True grit: London musical aims for Swede success
Photos: Peter Knutson
A villain standing in front of a Union Jack has been glowering at Stockholmers from billboards across the city in recent weeks. Kathleen Harman looks at how a hard-edged British musical is looking for success in Sweden.

I like my villains to be butch, seductive men who positively exude knicker-removing pheromones. I want to be rooting for the bad guy and hoping that that the boring old goodie comes to a sticky end so that I can go running off with Mr Baddie and help mastermind even more audacious and evil plots, until he dumps me for a younger, more exotic Eastern European model with much smaller, less reinforced knickers than the ones I wear.

Those of you living in Stockholm may well have seen such a villain glowering in front of a Union Jack, gracing the posters for ‘London – The Musical’ due to open at the beginning of February. The character is called ‘Warrior’, played by Anders Ekborg, and I have been told that he is a nasty, but very attractive piece of work, who makes good people do bad things. And I’m not talking about reckless shoe shopping incursions which I’m sure a more camp villain would be spurring the sweet and innocent to do.

It would appear that musical theatre can be a whole lot edgier than my preconceived notion of saccharine goodie-goodies prancing around, or indeed roller skating around, in furry costumes. This production has a modern day story, which encompasses characters ranging from morally compromised City bankers through to charity workers, with Machiavellian agitators like the aforementioned ’Warrior’ preying upon the fears of desperate immigrants. In the end, good does conquer evil, but only sort of, and there is the theme of true but mainly unrequited love interwoven in the plot.

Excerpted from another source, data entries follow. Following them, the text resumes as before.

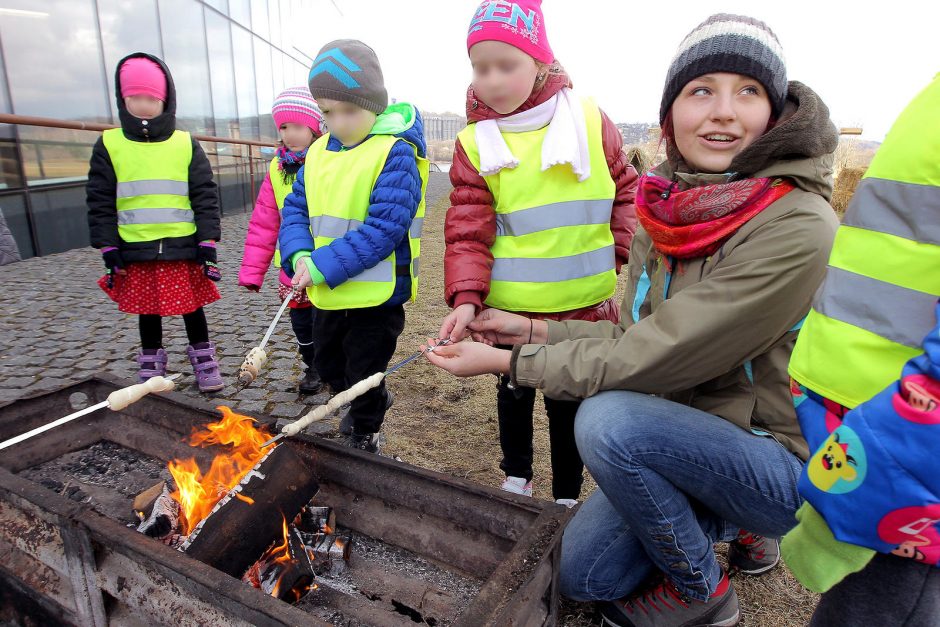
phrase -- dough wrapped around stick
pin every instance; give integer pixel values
(119, 399)
(254, 362)
(347, 396)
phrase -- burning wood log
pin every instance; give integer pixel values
(316, 519)
(163, 522)
(285, 571)
(330, 552)
(241, 525)
(144, 501)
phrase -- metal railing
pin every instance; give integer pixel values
(29, 120)
(252, 157)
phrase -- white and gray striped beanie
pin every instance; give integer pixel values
(729, 43)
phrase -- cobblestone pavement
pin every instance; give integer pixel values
(57, 327)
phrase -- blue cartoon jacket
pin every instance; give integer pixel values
(875, 473)
(392, 206)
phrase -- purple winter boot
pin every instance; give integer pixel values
(152, 362)
(205, 366)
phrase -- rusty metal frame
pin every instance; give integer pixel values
(90, 569)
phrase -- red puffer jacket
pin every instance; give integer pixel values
(470, 227)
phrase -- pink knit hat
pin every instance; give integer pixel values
(296, 105)
(518, 24)
(141, 76)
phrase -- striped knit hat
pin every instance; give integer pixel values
(729, 43)
(296, 105)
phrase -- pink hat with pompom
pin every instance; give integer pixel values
(141, 76)
(518, 23)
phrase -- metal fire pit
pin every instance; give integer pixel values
(64, 562)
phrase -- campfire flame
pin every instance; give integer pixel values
(273, 571)
(198, 493)
(280, 555)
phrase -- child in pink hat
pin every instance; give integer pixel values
(528, 131)
(299, 123)
(153, 211)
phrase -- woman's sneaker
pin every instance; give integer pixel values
(517, 485)
(664, 606)
(752, 554)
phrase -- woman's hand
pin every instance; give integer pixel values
(455, 324)
(494, 326)
(468, 359)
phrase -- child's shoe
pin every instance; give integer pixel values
(205, 366)
(751, 554)
(663, 605)
(368, 442)
(152, 363)
(517, 485)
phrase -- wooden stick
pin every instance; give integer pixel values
(256, 357)
(346, 396)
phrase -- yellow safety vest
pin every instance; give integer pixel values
(152, 186)
(876, 305)
(281, 191)
(554, 250)
(338, 186)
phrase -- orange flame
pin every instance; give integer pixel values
(198, 493)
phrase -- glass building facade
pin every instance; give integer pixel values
(229, 58)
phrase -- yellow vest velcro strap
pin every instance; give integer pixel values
(872, 305)
(553, 269)
(151, 215)
(381, 273)
(332, 227)
(127, 189)
(553, 216)
(919, 221)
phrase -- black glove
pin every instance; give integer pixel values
(113, 262)
(112, 259)
(208, 257)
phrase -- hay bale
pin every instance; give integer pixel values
(844, 188)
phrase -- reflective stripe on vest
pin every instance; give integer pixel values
(328, 226)
(338, 186)
(551, 229)
(876, 304)
(281, 191)
(152, 194)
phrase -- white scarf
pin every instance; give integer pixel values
(565, 140)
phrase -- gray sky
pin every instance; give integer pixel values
(865, 60)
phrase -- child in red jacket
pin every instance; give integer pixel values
(542, 215)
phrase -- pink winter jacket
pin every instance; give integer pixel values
(261, 240)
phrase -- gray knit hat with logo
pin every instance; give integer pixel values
(348, 70)
(729, 43)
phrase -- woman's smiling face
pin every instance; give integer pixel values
(716, 116)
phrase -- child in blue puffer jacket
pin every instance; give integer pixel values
(351, 230)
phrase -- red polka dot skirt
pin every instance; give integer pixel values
(164, 288)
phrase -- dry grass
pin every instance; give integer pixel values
(844, 188)
(449, 425)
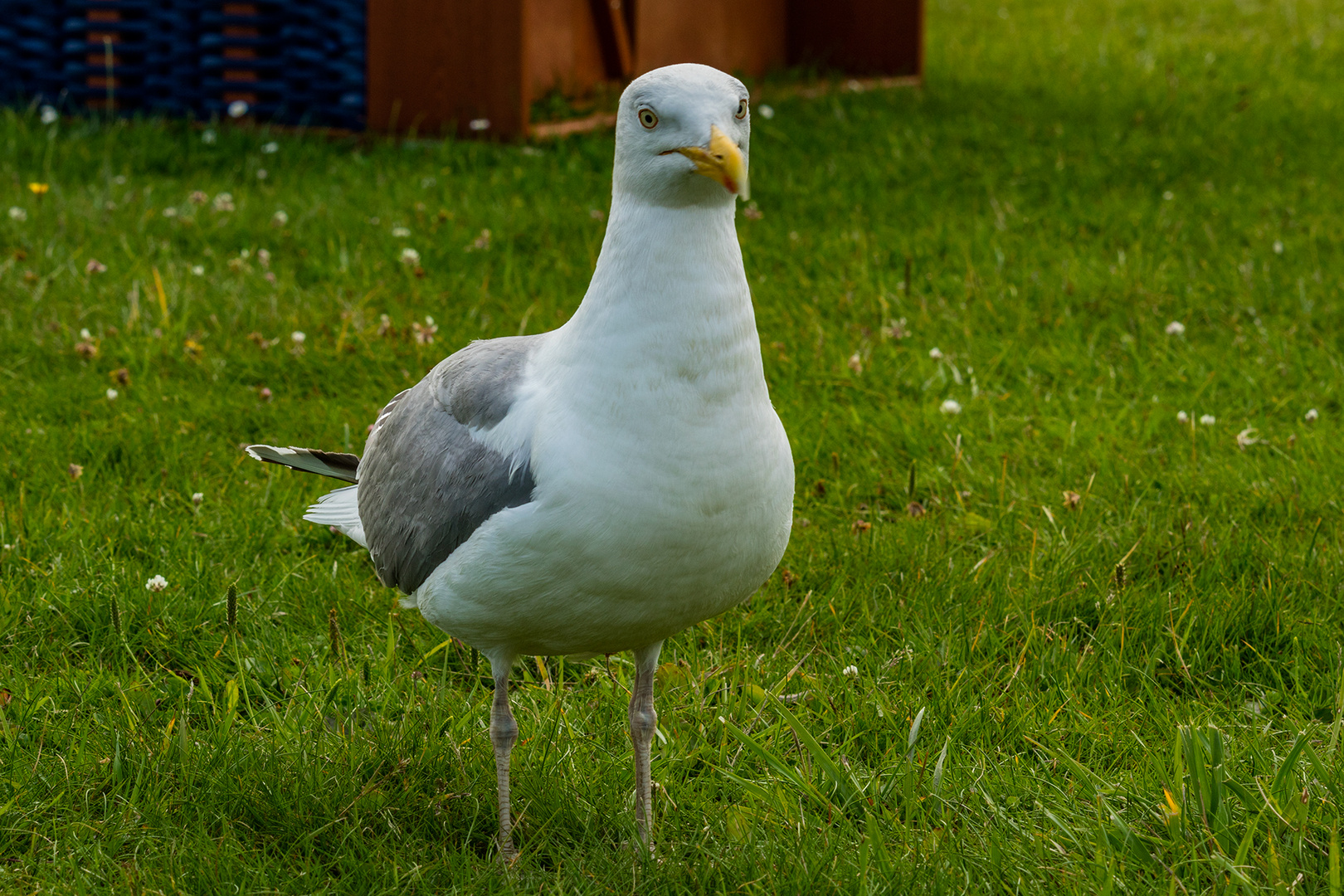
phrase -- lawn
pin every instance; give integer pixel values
(1107, 655)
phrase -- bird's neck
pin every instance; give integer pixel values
(668, 280)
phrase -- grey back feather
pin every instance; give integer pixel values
(425, 483)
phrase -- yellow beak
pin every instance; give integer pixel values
(722, 162)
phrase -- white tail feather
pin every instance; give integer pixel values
(339, 509)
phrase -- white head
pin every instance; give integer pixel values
(676, 124)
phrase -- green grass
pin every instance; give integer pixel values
(1018, 718)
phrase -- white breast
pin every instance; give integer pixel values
(665, 476)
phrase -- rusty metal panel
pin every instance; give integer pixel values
(437, 65)
(858, 37)
(745, 37)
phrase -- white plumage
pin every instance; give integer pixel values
(608, 484)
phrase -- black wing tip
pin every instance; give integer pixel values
(339, 465)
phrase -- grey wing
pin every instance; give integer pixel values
(425, 481)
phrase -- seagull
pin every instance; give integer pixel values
(608, 484)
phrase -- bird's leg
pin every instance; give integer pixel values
(503, 735)
(644, 720)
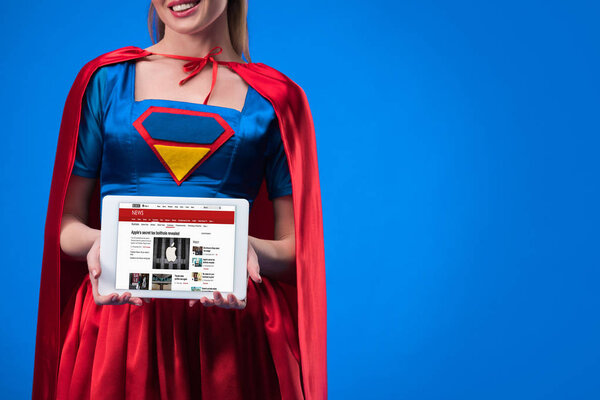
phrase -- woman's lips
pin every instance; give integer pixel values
(183, 8)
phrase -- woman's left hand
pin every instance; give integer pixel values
(231, 301)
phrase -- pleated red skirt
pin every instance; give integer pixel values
(168, 350)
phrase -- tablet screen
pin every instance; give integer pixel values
(182, 247)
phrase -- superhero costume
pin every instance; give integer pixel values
(293, 317)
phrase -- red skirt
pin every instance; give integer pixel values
(168, 350)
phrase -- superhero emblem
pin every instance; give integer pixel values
(182, 139)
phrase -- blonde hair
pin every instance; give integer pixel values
(237, 14)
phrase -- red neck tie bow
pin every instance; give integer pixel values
(195, 65)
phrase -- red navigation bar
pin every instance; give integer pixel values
(177, 216)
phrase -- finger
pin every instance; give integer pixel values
(93, 260)
(207, 302)
(98, 298)
(219, 300)
(235, 303)
(254, 274)
(123, 298)
(136, 301)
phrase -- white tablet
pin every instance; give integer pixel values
(174, 247)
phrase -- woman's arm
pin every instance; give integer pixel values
(277, 258)
(80, 241)
(76, 238)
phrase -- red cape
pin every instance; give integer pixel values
(61, 275)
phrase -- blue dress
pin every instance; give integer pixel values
(165, 349)
(112, 148)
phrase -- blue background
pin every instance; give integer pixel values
(458, 146)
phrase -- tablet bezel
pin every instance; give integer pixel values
(109, 242)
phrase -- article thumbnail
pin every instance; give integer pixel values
(139, 281)
(171, 253)
(161, 281)
(197, 250)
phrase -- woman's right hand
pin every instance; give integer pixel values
(93, 260)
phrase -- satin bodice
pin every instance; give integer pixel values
(111, 148)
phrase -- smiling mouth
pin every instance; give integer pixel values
(184, 6)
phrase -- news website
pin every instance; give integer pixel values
(183, 247)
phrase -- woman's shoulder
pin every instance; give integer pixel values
(280, 84)
(112, 63)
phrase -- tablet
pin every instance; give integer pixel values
(173, 247)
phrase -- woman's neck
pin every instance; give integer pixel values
(199, 44)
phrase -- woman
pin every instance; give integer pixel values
(271, 345)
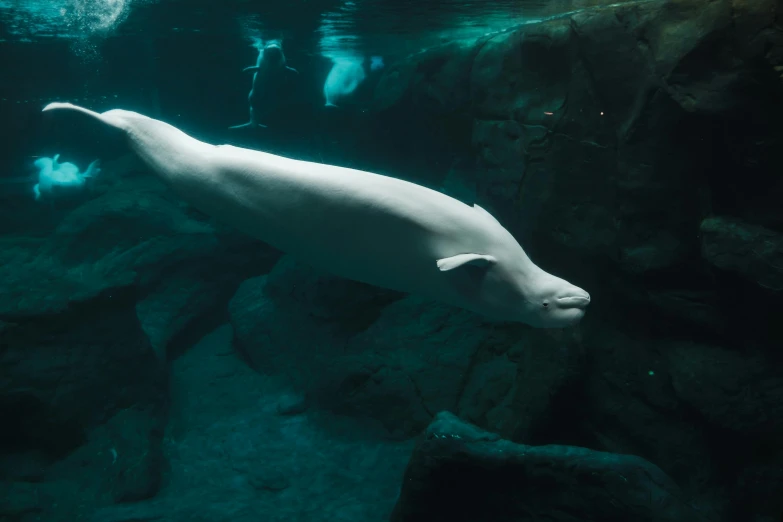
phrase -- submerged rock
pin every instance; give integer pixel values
(460, 473)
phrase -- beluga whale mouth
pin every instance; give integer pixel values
(577, 300)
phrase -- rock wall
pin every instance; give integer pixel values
(631, 149)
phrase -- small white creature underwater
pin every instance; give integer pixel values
(345, 76)
(271, 84)
(54, 176)
(375, 229)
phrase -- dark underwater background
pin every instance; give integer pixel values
(157, 365)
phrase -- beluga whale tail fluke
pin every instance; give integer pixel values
(367, 227)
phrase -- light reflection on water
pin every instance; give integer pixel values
(369, 26)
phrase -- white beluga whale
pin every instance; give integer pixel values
(362, 226)
(272, 82)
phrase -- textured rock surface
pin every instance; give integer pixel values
(234, 456)
(460, 473)
(396, 359)
(632, 149)
(88, 315)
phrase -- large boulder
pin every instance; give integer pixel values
(88, 318)
(459, 472)
(397, 359)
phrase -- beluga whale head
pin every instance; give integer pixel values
(553, 303)
(501, 282)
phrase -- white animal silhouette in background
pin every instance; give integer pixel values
(53, 175)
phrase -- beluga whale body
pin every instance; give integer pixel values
(362, 226)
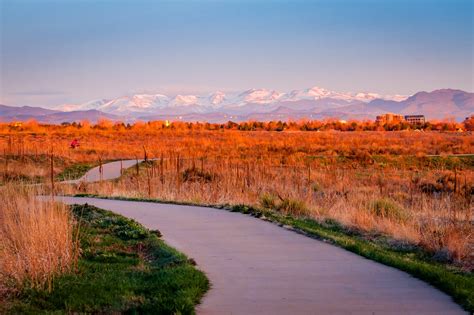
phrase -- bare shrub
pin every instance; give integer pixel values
(36, 240)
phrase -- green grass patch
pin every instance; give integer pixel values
(409, 258)
(124, 268)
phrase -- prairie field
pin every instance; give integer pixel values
(413, 188)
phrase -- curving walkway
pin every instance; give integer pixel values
(256, 267)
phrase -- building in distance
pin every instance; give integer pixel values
(390, 118)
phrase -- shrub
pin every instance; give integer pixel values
(195, 175)
(37, 242)
(386, 208)
(293, 207)
(268, 201)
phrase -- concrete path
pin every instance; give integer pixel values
(256, 267)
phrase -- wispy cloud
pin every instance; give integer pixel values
(38, 93)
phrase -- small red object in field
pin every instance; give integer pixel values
(75, 143)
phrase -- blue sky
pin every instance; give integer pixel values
(62, 51)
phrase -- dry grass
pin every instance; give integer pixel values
(36, 240)
(368, 198)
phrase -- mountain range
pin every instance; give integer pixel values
(253, 104)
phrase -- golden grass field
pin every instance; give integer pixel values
(376, 182)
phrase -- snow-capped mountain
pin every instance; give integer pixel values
(254, 104)
(243, 102)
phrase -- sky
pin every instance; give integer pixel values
(71, 51)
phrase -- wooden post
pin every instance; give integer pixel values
(145, 158)
(100, 169)
(178, 167)
(52, 174)
(137, 167)
(5, 175)
(162, 179)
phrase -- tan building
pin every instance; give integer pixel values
(389, 118)
(415, 119)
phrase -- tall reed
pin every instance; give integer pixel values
(37, 240)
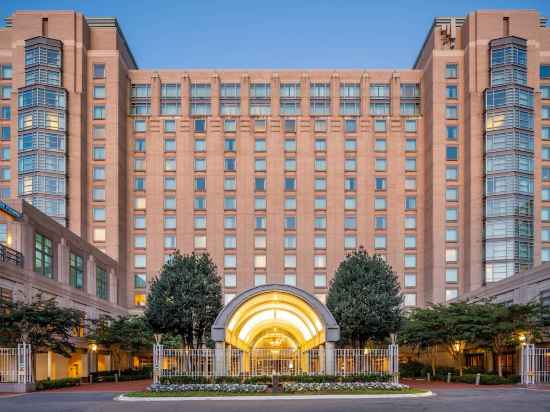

The titular London is a real, gritty, multifaceted, multicultural London as opposed to a touristy pastiche – no double decker buses, no black cabs, no Americans with dogdy accents playing cheery cockney chimney sweeps.

“The cast is very good looking and sexy and the whole production has a raw, urban feel to it,” says Andrew Pattie, the show’s British lyricist and producer.

“The choreography is modern and stylized and the scenery includes an eighteen metre wide backdrop that we project split screen video footage onto. It will be an entirely different theatre-going experience and absolutely stunning to look at.”

The show has been a long time evolving – Pattie wrote the first song lyrics back in 2001. Needing a composer, he struck up a working relationship with Stockholm-based David Hynes, after which Pattie found himself collaborating more and more with other Stockholmers – this is a a European hub for music production, after all.

There followed a ’beta’ run of the show back in 2006 at a small theatre on Södermalm, but since then the script and music has been considerably reworked, ready to pack the 1400 seat auditorium of the Filadelfiakyrka in central Stockholm for its run until mid March.

Musical theatre in Europe commands big money if you get it right. The Society of London Theatre announced a record breaking £400 million ($780 million) spent during 2006 in the West End alone. Add in the fact that there around five hundred and fifty thousand European venues performing amateur musicals on an annual basis, all paying royalties, and you’d have to have the brains of Dorothy’s Scarecrow not to see the possibilities.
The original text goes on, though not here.